I raise this idea because DBSP is based on digital signal processing (DSP). The authors realized that incremental view maintenance looks somewhat similar to differentiation and integration in DSP. And much like the NAND gate phenomenon I learned about in college, the DBSP paper presents four operators (lift, delay, and two operators for recursive programs) that are the foundation for all relational operations in SQL. To get a flavor, here’s how the lift operator is depicted:
This is simply a map operator. The delay operator is also simple. It’s represented in the paper as z⁻¹, and it delays output by one step.
Using circuit design and relational algebra, the paper is able to show that arbitrary SQL queries can be translated into DBSP circuits. Once converted into a DBSP circuit, the paper then shows that the circuit can be converted to an incremental DBSP circuit. This is a really powerful idea. DBSP can convert any batch-based SQL to an incremental query.
DBSP does make some tradeoffs when compared to differential dataflow. It simplifies the programming model by constraining how time and state management occur. This simplification limits some of the concurrency gains we see in timely and differential dataflow. In exchange for this, DBSP offers a simpler, more accessible framework for typical database and stream processing workloads.
Putting it all Together
Ultimately, the progression from timely dataflow to differential dataflow and then to DBSP shows a clear trajectory: moving from highly flexible, low-level frameworks toward more structured, to easier-to-use incremental computation systems.
The ideas pioneered by these three papers underlie many of the recent incremental view maintenance implementations.
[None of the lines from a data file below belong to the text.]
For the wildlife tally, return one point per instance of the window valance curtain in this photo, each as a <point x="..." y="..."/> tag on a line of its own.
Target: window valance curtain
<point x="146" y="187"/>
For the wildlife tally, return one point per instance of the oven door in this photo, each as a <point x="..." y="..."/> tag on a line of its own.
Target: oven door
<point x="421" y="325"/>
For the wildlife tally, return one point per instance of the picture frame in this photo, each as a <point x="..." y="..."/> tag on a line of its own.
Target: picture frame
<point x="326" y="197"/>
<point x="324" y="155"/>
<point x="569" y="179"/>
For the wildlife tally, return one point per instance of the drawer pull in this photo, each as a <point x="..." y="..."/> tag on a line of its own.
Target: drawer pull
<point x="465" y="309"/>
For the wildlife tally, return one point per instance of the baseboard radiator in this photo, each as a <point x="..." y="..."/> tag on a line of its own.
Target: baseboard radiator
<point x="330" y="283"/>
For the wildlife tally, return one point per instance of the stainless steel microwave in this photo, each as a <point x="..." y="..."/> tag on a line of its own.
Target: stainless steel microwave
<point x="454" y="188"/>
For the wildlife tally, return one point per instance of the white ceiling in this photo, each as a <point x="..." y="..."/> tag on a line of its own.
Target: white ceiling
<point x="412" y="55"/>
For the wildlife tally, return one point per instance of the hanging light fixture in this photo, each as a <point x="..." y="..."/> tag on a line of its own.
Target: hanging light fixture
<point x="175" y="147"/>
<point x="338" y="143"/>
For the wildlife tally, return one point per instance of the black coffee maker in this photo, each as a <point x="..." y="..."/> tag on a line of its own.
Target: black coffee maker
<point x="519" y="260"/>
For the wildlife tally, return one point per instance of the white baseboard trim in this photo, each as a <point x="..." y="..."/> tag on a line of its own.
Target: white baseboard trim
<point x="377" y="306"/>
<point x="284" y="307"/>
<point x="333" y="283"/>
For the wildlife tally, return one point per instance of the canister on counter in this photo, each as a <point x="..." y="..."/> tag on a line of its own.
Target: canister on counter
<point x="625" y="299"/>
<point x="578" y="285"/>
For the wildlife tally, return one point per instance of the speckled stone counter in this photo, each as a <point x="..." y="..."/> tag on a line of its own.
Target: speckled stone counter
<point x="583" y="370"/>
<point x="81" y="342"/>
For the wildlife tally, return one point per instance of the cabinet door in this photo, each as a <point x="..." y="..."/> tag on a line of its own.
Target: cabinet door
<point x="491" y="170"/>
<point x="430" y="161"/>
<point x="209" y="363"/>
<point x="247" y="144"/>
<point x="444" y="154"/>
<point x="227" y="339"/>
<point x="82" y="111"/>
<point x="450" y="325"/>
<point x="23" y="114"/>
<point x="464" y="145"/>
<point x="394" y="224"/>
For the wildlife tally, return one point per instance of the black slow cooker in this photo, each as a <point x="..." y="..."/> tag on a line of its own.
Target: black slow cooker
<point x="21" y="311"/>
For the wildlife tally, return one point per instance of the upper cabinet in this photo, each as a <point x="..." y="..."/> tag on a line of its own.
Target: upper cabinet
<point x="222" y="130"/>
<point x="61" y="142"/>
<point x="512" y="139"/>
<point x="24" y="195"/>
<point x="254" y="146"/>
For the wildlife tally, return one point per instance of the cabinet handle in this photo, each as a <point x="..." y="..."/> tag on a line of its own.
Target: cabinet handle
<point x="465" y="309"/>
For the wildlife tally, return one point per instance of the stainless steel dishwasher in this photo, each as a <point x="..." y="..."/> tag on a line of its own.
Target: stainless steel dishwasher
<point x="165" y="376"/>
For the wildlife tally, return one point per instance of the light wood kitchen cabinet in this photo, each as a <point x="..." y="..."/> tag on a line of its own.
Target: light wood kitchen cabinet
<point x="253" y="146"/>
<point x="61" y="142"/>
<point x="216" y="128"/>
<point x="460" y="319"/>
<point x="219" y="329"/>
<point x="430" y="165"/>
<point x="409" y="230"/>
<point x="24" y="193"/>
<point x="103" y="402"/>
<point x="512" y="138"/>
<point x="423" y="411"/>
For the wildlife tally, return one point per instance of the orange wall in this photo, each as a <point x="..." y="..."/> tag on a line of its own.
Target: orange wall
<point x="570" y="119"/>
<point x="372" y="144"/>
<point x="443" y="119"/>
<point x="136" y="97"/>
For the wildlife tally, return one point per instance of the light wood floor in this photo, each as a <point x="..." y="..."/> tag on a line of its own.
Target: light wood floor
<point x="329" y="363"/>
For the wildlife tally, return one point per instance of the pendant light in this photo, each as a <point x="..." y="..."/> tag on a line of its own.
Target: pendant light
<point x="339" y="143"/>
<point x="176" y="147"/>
Materialize leverages differential dataflow directly, while newer entrants like Feldera are built on DBSP. Even frontend tools are shifting toward differential-like incremental maintenance paradigms, demonstrating the broad applicability and utility of this research.
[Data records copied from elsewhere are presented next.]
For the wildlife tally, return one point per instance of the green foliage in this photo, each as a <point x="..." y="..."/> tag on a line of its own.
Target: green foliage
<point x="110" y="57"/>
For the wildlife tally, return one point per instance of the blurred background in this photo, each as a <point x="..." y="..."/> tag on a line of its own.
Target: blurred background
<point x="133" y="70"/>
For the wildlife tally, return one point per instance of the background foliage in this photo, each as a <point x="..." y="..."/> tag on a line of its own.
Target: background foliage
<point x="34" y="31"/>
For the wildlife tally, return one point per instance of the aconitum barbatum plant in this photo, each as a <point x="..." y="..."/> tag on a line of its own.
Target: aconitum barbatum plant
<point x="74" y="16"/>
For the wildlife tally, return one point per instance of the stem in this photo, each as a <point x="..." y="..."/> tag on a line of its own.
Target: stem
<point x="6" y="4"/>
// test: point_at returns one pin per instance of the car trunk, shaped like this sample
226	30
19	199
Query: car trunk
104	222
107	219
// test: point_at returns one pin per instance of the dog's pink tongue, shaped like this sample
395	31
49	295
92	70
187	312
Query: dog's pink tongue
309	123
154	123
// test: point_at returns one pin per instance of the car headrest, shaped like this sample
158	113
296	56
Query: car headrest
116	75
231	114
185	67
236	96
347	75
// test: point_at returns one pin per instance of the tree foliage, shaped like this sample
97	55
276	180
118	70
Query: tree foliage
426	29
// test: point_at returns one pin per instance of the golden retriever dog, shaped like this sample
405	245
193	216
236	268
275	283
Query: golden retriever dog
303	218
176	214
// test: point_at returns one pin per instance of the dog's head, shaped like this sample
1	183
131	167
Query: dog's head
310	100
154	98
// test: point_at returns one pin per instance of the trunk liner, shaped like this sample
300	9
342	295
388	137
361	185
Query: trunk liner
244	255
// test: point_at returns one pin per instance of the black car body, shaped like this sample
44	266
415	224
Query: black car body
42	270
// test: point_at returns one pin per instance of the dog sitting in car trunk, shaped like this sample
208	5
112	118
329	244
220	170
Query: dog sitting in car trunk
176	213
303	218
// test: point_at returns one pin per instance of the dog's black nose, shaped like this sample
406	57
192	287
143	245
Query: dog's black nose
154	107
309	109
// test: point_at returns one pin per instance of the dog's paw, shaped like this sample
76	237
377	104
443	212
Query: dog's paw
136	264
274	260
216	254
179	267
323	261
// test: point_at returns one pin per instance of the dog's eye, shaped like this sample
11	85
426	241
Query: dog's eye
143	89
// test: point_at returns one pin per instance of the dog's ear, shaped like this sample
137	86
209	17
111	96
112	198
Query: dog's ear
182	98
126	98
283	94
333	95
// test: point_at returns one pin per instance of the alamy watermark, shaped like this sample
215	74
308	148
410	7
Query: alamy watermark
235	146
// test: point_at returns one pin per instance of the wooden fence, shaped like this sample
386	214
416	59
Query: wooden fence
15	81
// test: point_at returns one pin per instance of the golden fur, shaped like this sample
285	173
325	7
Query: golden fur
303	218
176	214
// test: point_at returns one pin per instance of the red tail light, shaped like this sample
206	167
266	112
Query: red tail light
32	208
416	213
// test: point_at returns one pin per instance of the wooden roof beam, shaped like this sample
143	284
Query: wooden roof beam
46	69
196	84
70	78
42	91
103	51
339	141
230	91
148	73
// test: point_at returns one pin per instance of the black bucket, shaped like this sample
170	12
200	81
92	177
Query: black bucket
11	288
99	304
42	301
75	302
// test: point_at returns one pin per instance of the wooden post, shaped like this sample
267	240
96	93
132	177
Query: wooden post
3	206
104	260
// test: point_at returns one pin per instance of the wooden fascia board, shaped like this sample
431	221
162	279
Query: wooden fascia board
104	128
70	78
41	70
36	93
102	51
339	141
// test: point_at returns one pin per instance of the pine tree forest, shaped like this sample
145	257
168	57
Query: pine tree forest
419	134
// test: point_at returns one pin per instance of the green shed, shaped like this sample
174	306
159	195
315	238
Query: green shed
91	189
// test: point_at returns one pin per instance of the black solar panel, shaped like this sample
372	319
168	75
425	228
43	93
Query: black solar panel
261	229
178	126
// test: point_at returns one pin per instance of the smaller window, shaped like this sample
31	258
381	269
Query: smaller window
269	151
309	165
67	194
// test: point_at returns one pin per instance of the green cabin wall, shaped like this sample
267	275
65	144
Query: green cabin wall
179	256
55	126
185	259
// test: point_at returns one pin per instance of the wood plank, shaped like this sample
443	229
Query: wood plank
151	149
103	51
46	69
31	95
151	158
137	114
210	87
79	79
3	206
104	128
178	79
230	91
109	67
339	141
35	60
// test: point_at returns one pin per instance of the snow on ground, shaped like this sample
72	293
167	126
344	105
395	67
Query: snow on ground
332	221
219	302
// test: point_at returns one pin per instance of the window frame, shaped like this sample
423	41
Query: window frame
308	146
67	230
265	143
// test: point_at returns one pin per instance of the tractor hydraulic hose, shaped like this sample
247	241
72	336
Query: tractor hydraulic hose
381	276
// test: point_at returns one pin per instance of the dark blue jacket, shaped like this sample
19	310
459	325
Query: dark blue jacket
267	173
Yet, IVM engines still have a long way to go. IVM in stream processors is still a work in progress. Many databases have missing or incomplete IVM implementations. A PostgreSQL implementation would be a very big deal. Perhaps ParadeDB will build this next? Nikhil Benesch, former CTO of Materialize, apparently contemplated this early on:
Differential dataflow is just really complicated. A few years ago, Jamie Brandon asked, Why isn't differential dataflow more popular? His post is worth reading. The first Hackernews response has a ring of truth to it:
Indirectly answering the question - I've skimmed through the git README, the abstract and all the pictures in the academic paper that it references.
I have no idea what this thing does. Can someone explain in simple terms what it does?
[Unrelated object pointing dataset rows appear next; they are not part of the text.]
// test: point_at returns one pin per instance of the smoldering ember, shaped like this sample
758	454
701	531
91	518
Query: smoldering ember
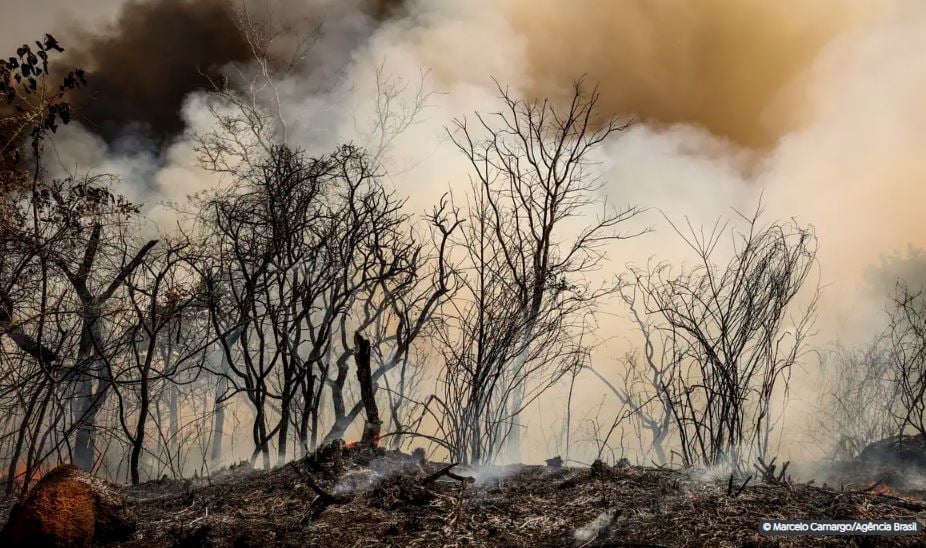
482	273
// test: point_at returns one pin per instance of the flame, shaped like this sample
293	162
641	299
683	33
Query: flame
878	487
19	475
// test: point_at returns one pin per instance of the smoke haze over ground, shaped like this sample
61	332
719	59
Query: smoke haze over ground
817	107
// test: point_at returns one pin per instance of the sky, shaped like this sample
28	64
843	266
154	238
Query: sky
814	108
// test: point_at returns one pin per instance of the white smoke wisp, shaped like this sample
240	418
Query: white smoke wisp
817	110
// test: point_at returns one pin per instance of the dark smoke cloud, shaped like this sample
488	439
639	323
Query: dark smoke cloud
157	52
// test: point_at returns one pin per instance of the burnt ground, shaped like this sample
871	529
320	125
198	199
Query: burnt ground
382	498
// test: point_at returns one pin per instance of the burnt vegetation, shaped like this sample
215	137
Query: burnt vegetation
303	303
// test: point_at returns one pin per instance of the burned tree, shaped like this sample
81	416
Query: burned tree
906	343
725	327
530	167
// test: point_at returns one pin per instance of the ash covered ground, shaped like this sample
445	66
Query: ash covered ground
351	496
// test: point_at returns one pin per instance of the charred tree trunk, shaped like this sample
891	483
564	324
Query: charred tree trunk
372	427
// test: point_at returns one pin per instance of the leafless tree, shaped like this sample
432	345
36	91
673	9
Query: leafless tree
530	170
732	345
906	342
861	401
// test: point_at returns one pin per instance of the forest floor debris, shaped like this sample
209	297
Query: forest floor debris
380	497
But systems like those I list at the top of this post make it more accessible. Rather than complex APIs and semantics, developers can use SQL. DBSP could unlock more IVM solutions, too. Getting this technology into everyone’s hands will be a very big deal.
A special thanks to Frank McSherry, Lalith Suresh, and Gunnar Morling for feedback on early drafts.
Frank McSherry was quick to point out that out-of-band was borrowed from Out-of-Order Processing: A New Architecture for HighPerformance Stream Systems. Tyler Akidau et al. also cite the OOP paper in MillWheel: Fault-Tolerant Stream Processing at Internet Scale, which influenced Google’s Dataflow and Beam products.